So, for any black-box service endpoint, the latency for any given request is
obviously just the time it takes for that operation to complete. Ideally one
measures both end-to-end latency from the client and server-side latency in
order to understand the impact of the network and, for high-throughput
applications, any kernel buffering that takes place.
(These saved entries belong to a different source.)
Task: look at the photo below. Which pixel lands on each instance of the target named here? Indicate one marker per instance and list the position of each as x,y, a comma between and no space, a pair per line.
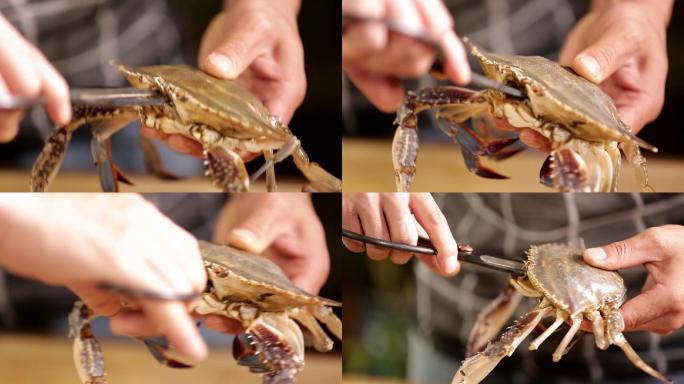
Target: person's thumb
237,52
605,56
621,254
257,231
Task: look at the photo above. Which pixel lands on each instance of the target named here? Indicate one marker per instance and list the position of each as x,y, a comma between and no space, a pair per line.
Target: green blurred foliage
377,307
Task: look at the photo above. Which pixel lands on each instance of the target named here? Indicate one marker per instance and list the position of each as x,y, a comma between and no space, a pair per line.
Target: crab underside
578,119
242,287
569,290
222,117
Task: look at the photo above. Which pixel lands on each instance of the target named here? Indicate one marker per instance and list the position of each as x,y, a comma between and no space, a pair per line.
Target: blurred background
80,38
33,316
405,324
525,27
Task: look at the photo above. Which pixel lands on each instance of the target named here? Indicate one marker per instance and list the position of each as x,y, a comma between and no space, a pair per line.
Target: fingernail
451,264
596,254
244,238
591,65
222,63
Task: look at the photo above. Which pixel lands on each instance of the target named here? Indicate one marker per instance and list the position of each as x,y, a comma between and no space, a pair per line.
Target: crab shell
221,104
591,288
255,291
556,93
568,289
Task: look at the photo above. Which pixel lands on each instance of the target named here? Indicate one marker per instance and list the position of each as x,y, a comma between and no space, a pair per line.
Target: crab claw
472,148
278,343
226,169
110,174
564,170
159,348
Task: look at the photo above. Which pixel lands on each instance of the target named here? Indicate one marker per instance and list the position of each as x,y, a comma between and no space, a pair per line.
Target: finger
535,140
350,221
101,302
133,324
172,320
373,224
184,145
18,67
400,222
386,93
432,219
646,307
439,22
609,52
260,227
360,39
57,91
223,324
243,43
631,252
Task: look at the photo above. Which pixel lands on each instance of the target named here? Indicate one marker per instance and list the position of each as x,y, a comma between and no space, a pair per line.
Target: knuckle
377,253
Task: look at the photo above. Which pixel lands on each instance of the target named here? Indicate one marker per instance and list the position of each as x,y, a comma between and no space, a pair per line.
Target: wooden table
36,359
18,181
367,166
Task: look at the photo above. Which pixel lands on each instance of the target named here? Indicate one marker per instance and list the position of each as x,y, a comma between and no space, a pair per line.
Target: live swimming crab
247,288
577,117
568,289
218,114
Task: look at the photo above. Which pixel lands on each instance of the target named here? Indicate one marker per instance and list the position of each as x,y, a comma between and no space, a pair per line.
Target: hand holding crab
660,306
121,240
257,44
24,71
622,47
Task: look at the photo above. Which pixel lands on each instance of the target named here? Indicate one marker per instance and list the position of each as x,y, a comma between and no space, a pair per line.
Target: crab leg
270,172
405,143
321,341
87,352
638,162
50,159
560,318
476,368
325,315
492,318
562,347
279,342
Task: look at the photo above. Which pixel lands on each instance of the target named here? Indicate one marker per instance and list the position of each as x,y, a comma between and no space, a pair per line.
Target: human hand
375,59
83,240
282,227
24,71
390,216
256,43
660,306
622,47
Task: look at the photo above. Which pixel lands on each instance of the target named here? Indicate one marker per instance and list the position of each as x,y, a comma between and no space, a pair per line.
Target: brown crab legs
483,355
468,103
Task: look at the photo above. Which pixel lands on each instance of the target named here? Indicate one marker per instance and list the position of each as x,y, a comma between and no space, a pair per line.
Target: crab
568,289
218,114
579,119
243,287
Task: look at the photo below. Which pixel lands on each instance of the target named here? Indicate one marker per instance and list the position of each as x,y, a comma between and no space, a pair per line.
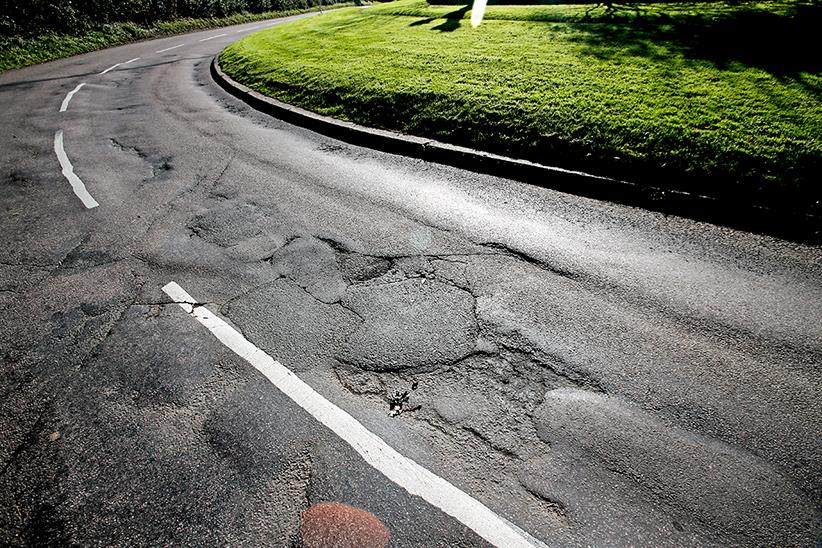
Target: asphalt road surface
595,374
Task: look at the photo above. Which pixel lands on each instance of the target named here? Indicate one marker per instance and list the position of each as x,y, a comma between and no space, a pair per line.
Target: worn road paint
111,68
66,101
212,37
401,470
169,49
68,172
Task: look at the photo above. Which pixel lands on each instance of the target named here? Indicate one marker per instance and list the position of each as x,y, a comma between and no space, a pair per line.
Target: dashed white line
401,470
111,68
66,101
212,37
68,172
169,49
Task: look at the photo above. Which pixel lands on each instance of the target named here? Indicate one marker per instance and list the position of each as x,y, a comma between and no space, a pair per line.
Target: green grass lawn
16,52
716,97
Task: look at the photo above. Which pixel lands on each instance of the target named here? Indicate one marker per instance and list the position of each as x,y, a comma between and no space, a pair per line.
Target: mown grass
690,95
17,52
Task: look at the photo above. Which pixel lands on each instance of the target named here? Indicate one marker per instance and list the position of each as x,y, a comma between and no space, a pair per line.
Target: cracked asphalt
595,373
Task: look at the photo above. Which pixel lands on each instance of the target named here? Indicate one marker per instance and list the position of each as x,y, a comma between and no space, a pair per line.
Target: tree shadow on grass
451,23
783,45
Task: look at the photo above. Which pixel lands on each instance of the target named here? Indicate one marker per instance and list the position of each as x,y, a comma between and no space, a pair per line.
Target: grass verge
685,95
17,52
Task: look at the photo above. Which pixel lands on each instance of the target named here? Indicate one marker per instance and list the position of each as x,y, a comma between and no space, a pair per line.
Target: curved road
593,373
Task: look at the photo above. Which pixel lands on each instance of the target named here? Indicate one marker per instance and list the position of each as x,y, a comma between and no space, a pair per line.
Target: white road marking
212,37
66,101
111,68
401,470
171,48
68,172
248,29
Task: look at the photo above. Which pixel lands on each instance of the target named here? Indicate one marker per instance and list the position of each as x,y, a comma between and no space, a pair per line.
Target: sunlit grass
612,94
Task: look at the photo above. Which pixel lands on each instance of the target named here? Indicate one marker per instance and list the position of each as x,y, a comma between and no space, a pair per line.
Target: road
595,374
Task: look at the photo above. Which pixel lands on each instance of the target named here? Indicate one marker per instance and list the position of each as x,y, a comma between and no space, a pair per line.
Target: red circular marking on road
341,526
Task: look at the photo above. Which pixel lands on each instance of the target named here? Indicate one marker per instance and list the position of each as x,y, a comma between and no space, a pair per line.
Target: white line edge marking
64,106
171,48
401,470
248,29
212,37
68,172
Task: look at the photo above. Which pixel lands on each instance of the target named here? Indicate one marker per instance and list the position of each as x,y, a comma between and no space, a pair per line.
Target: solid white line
212,37
401,470
171,48
68,172
64,106
111,68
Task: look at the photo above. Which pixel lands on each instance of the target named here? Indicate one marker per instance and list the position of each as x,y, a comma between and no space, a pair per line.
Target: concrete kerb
736,213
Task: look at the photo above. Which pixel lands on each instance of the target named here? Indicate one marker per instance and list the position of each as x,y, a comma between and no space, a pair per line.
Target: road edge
731,213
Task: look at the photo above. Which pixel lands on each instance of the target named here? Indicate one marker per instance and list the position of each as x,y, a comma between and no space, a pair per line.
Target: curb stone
736,214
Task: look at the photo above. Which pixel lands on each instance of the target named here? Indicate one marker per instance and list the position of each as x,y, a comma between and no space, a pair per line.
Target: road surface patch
341,525
403,471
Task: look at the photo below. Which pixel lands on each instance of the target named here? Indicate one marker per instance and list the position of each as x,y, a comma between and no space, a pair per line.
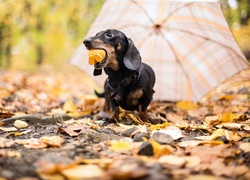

All of that is obvious, I imagine. By "high-percentile latency", I'm referring
to percentiles of a _distribution_ of all latency measurements gathered from a
given endpoint over some period of time. If you imagine that distribution as a
frequency histogram, the horizontal axis ends up being buckets of latency
ranges (e.g., 0-10ms, 10-20ms, 20-30ms, etc), and the bars themselves of
course represent the number of samples in each such bucket. What we want to do
is determine _which bucket_ contains the 95th percentile (or 99th, or 99.9th)
latency value.

You can see such a latency distribution on page 10 of this paper which I
published while at Google:

    
    
      http://research.google.com/pubs/pub36356.html
    

Anyway, it is a mouthful to explain latency percentiles, but in practice it
ends up being an extremely useful measurement. Average latency is just not
that important in interactive applications (webapps or otherwise): what you
should be measuring is outlier latency. Every service you've ever heard of at
google has pagers set to track high-percentile latency over the trailing 1m or
5m or 10m (etc) for user-facing endpoints.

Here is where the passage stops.